Section: Arts

Poets Thompson ’21 and Moreta ’22 honored in The Adroit Journal


This August Kenyon students Tariq Thompson ’21 and Edward Moreta Jr. ’22 celebrated their poetry publications in the Adroit Journal. Thompson and Moreta are best friends and writing partners. Thompson won the 2020 Adroit Prize for poetry, and Moreta was a finalist for the same award. 

 The Adroit Journal is a literary magazine known for supporting young and emerging artists. Thompson and Moreta will join well-known writers such as Terrance Hayes, Franny Choi and Ocean Vuong. 

Thompson published two sonnets in the Journal: “ON THEIR BIRTHDAY, SUGE KNIGHT & MY DADDY DISCUSS FORGIVENESS” and “ON OUR BIRTHDAY, MALCOLM X & I DISCUSS THE MEANS?” Thompson said both sonnets took months to write, and were completed with the help of Moreta, along with Thompson’s partner, Gabrielle Bing ’19. The three are part of a group called BLKMAKE, where Thompson says they “talk to one another constantly about life and writing; we’re always, always bouncing ideas off of one another, always laughing with one another.”

Both of Thompson’s poems were inspired by his obsession with the number 19. “My parents and I were all born on the nineteenth of our respective months, and shared birthdays with some pretty wild people — Barry Jenkins for my mom, Suge Knight and Etheridge Knight for my dad, and Malcolm X and Lorraine Hansberry for myself,” Thompson said. Poet Morgan Parker’s view on incorporating the past into her poetry spoke to Thompson. In the VS podcast episode “Morgan Parker VS. Now,” Parker says, “[I’m] feeling like so much of myself is built because of these folks — just realizing that I have years and centuries to build from. I don’t need to define myself by what I can see. You know what I mean.”
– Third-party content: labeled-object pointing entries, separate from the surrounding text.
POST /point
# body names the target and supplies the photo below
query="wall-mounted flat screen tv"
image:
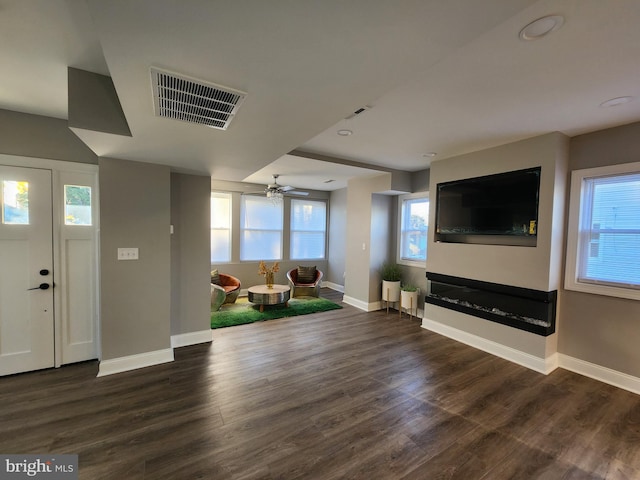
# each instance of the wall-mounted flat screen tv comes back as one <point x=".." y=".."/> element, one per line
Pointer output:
<point x="497" y="209"/>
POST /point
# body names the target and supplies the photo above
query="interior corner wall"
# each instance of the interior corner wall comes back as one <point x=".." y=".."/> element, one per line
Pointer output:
<point x="383" y="235"/>
<point x="135" y="294"/>
<point x="337" y="237"/>
<point x="190" y="253"/>
<point x="598" y="329"/>
<point x="41" y="137"/>
<point x="360" y="279"/>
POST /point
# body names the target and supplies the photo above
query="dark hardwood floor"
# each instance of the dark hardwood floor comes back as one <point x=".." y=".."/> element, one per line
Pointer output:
<point x="340" y="394"/>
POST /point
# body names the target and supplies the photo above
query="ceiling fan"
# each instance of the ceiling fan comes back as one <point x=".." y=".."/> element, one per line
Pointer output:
<point x="275" y="190"/>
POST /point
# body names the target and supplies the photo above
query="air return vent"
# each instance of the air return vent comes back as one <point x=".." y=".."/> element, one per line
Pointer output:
<point x="195" y="101"/>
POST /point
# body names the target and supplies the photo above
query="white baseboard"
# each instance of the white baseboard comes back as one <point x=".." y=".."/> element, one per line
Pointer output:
<point x="541" y="365"/>
<point x="367" y="307"/>
<point x="191" y="338"/>
<point x="133" y="362"/>
<point x="602" y="374"/>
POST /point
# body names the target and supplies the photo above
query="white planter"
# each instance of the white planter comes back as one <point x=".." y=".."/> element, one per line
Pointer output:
<point x="390" y="291"/>
<point x="409" y="301"/>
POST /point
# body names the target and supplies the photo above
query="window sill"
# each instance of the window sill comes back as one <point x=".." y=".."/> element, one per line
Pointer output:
<point x="608" y="290"/>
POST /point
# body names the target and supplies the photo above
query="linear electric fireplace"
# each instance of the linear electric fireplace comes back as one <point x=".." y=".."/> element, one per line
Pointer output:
<point x="522" y="308"/>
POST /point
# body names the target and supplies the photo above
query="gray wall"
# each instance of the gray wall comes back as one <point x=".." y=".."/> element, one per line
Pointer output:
<point x="362" y="263"/>
<point x="41" y="137"/>
<point x="135" y="294"/>
<point x="190" y="253"/>
<point x="536" y="267"/>
<point x="337" y="237"/>
<point x="594" y="328"/>
<point x="382" y="240"/>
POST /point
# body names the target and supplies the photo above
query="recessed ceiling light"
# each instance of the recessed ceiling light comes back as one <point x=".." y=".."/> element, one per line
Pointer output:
<point x="541" y="27"/>
<point x="614" y="102"/>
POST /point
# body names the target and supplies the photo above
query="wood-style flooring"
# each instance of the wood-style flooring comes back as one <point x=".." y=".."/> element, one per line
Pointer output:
<point x="336" y="395"/>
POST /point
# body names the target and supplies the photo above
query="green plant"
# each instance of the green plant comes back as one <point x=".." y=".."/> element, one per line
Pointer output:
<point x="391" y="272"/>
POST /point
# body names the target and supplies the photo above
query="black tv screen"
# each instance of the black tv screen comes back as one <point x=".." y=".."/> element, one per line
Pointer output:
<point x="503" y="205"/>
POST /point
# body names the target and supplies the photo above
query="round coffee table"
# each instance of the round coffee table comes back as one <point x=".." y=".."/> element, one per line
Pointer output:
<point x="262" y="295"/>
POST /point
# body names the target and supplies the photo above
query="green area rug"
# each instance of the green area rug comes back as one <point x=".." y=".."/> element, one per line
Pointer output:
<point x="243" y="311"/>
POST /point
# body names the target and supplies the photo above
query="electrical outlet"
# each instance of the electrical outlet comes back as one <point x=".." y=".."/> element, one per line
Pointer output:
<point x="127" y="254"/>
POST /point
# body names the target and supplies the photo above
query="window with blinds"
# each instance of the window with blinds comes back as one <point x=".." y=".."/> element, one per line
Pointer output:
<point x="308" y="229"/>
<point x="607" y="247"/>
<point x="610" y="231"/>
<point x="261" y="222"/>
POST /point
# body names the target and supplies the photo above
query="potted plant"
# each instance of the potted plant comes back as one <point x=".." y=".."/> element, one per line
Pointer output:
<point x="409" y="297"/>
<point x="391" y="275"/>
In both sonnets, Thompson reveals something about himself and his parents by writing about those who came before them. 

One of Thompson’s favorite lines in “ON OUR BIRTHDAY, MALCOLM X & I DISCUSS THE MEANS” is “Any so called Negro or Nigga or Black Hope, / To remain alive, must first figure his place / Amongst his people . . .” This line helped Thompson set the stage for his sonnet, which in part explores what it means to stay alive as a Black man. He finalized this sonnet with the help of BLKMAKE and several editors at Sunset Press, Kenyon’s undergraduate-run independent publishing press.

Moreta’s published poem is titled “EVERY NIGHT IS A TRIBUTE.” This poem, Moreta said, is inspired by the transition period after his first year of college, when coming back home felt disorienting and lonely. Throughout this poem, there are allusions to nighttime and the colors black and blue. Moreta said that the imagery stemmed from his view standing outside of his father’s house on a hill, watching the sky as it turned from dusk into night. After constantly evolving his work over the span of a year, Moreta finalized the poem this May. 

Moreta’s favorite line in “EVERY NIGHT IS A TRIBUTE” is “niggas / is just niggas.” “So much of the time, we are just trying to be us and ourselves. We just are. No interpretations, no sociological articles, no academic studies, no graphics — we just are,” he explained. Moreta’s favorite line becomes a thread throughout the poem, which ends with, “when a rainbow unravels all of its colors / it ain’t even have me.”

Thompson and Moreta are already busy with new projects. Currently, Moreta is working on an experimental rap project and his poetry collection, while Thompson is working on his debut chapbook with Sunset Press, which is tentatively titled How Could I Be Lonely?